Logan slid the little plastic zip open and pulled out the latex gloves.

Revenge wasn’t going to solve anything. It wasn’t going to make Samantha’s spleen and left kidney grow back. Make the swelling in her brain go down. Fix her busted ribs, broken shoulder, shattered left knee, or dislocated hip. Make her wake up.

It wasn’t going to do a fucking thing.

He snapped one set of latex gloves on, then struggled the leather pair over the top. Give Shuggie a good scare, then haul him back to the station, hand him over to the authorities, and make sure he goes down for eight-to-twelve years. Which means six-to-eight before he gets out on parole. Four-to-six with good behaviour. Less time-served while waiting for the case to come to court.

Logan pulled the last pair of latex gloves on over the leather.

Barely worth arresting him at all. Might as well give the little fuck a slap on the wrists and send him on his way with a stern talking to.

Save everyone a lot of bother. ‘On your feet.’

Shuggie just stared at him. ‘I said, “ON YOUR FUCKING FEET!”’ Logan slammed a kick into his thigh.

Shuggie hissed behind the gag, then struggled to roll over onto his side. The bandage covering his right hand was almost black with dried blood and dirt. Logan grabbed his shoulders and hauled him up onto his knees.

‘You wanted “consequences”, Shuggie? Fine.’ Logan grabbed the cable tie holding the big man’s wrists together, and pulled. ‘You’re going to get your fucking “consequences”.’

A muffled scream, but Shuggie got to his feet, socks slipping on the plastic.

Just a bit of a scare…

Logan slammed a fist into the big man’s kidneys — he collapsed to his knees again.
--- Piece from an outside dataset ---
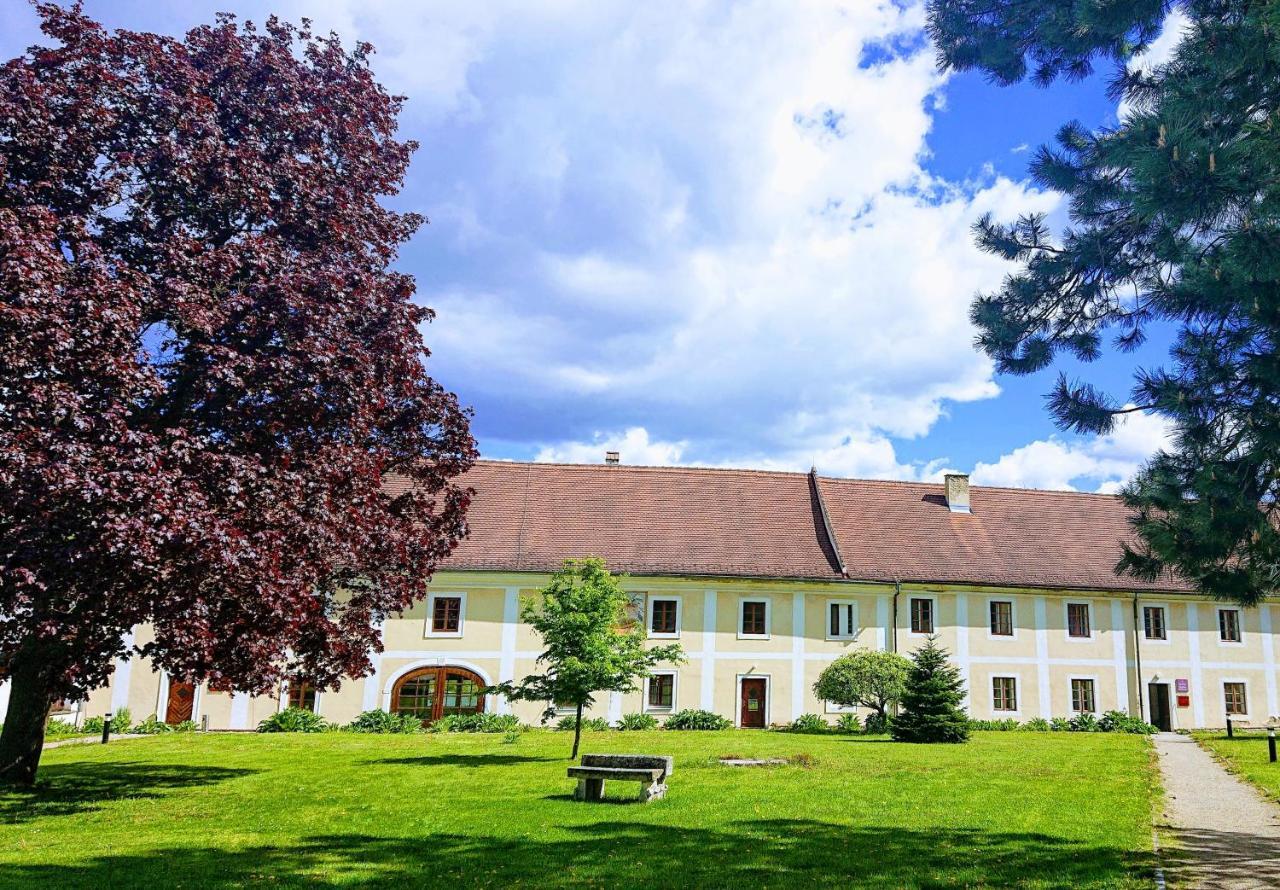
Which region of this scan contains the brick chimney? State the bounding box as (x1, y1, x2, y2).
(944, 473, 971, 513)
‘She’s in a coma.’ Logan took a step back and kicked Shuggie in the kidney again.

‘MMMMMMMPHHHHH!’

Shuggie narrowed his eyes above the duct tape gag, a growling hiss coming from his throat.

‘A fucking coma!’ Logan rammed his forearm into Shuggie’s face, using the solid strip of bone just before the elbow to crack him right across the nose. Barely felt it. But Shuggie went sprawling back across the plastic, moaning and whinging like a baby.